You place your cup and bowl in the sink
and stride toward the bathroom.
Maybe you rotate your shoulders with each step,
like an overconfident cowboy
entering a saloon in a strange town.
Your swagger disguises your fear,
but no one is watching you.
The target of your ruse is yourself of course
but what are you afraid of?
Osama bin Laden doesn’t want you.
The FBI only cares about folks with funny names and quaint headgear.
And you can be sure that, dumb as it looks,
your plastic bicycle helmet won’t arouse any suspicion.

You dreamed you called your dead friend on the phone.
“Everyone here speaks in cliches,” he said. “It’s ‘been there, done that,’
or ‘twisting slowly in the wind,’
or, with all the ironic force of a Baptist preacher telling a dirty joke,
‘get a life.’ You think NPR is bad!
This place is worse than a convention of sportswriters.”

And you remember that Roberto said, in a panic,
“I think I’m living a cliche,” when he was overwhelmed by his mortgage
and fantasizing about sex with his wife’s friends.
“Whose life am I living?” he said.
And then, shocked, “Whose words am I speaking?”

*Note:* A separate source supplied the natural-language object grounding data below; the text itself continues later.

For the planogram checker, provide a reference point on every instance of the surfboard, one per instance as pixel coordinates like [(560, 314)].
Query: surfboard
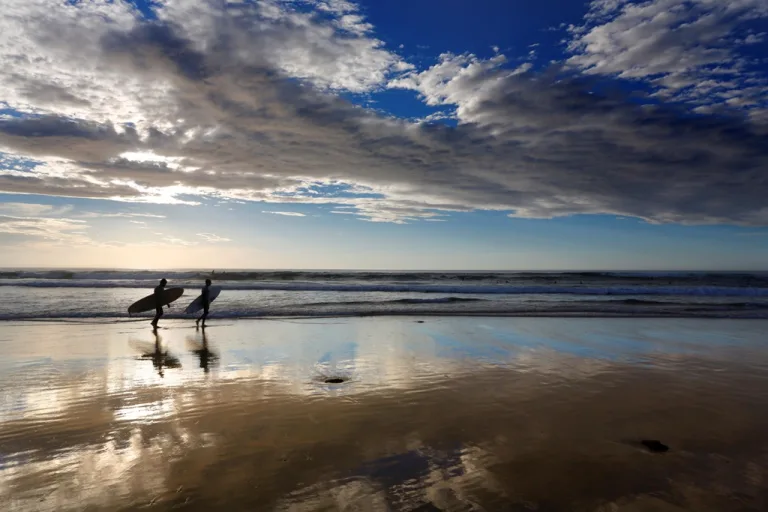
[(197, 304), (148, 302)]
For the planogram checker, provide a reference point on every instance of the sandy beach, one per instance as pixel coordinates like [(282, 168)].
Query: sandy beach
[(385, 414)]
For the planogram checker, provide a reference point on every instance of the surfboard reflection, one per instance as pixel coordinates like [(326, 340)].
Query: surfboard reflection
[(207, 357), (160, 359)]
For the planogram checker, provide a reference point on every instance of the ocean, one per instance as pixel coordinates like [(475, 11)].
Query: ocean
[(76, 294)]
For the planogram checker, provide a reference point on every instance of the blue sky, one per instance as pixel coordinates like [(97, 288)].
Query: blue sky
[(607, 134)]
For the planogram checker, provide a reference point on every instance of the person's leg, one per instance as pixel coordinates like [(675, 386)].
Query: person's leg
[(205, 315), (158, 314)]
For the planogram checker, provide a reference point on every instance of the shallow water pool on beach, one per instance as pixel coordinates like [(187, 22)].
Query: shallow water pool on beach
[(396, 413)]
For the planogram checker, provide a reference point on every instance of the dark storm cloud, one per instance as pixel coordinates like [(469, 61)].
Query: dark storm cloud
[(537, 145)]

You soap your hormone-fed whiskers for the daily castration ritual.
It takes three sharp blades to tame your unruly masculinity.
Sometimes you let two days’ growth accumulate on your face.
Those days the young waitress who serves you lunch
seems to linger a few extra seconds at your table.

You finally get your tie in place, and comb your wet hair.
You’re going to be a half-hour late for work.
Your personal timetable coincides exactly with the limit
of your boss’ tolerance.
All that’s left now is to get into the car and go.
You can listen to public radio on the way.